Nonetheless, I want you to understand that the government is acting in your best interest. We will not stand by and watch while our people perish needlessly because we are a responsible government.

The location you have been occupying is perched over a high-pressure oil pipeline, which puts your life in grave risk. We don’t want what happened at Jesse in Delta State, which many of you are aware of, to occur here. Forty-two property lots have already been purchased by the government for the new location. To further enlarge it, another 42 will be purchased. The government owns the new location. It isn’t community land anymore. So, no lads from the community will go there and harass you.
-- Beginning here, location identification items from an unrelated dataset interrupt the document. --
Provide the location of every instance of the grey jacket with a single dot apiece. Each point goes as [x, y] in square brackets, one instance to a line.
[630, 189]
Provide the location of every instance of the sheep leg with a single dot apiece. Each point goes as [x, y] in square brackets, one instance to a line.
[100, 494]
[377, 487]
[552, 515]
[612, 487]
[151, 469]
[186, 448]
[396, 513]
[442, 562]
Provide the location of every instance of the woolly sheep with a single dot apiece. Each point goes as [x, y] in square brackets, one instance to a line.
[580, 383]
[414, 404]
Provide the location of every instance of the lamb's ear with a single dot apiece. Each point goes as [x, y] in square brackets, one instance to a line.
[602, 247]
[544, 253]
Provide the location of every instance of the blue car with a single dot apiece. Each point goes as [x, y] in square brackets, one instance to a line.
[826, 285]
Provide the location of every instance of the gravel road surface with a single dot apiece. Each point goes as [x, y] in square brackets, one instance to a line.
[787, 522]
We are all the owners of Bayelsa. Our goal is to make your company atmosphere more safe and conducive, not to discriminate against anyone.

We have it on our ROW—Shell

The Shell Petroleum Development Company of Nigeria Limited, SPDC, as operator of the NNPCL/SPDC/TotalEnergies/NAOC Joint Venture (the JV), continues to engage relevant regulatory authorities to highlight safety concerns of trespass on the JV’s Right of Way, according to an SPDC spokesperson in response to NDV.

“In order to both discourage and address this issue, SPDC continues to collaborate with such regulatory agencies, who are mandated by law to prevent illegal occupation. Despite Right of Way signage designating boundaries, SPDC is nonetheless worried about the safety of anyone who trespass on the JV’s Right of Way.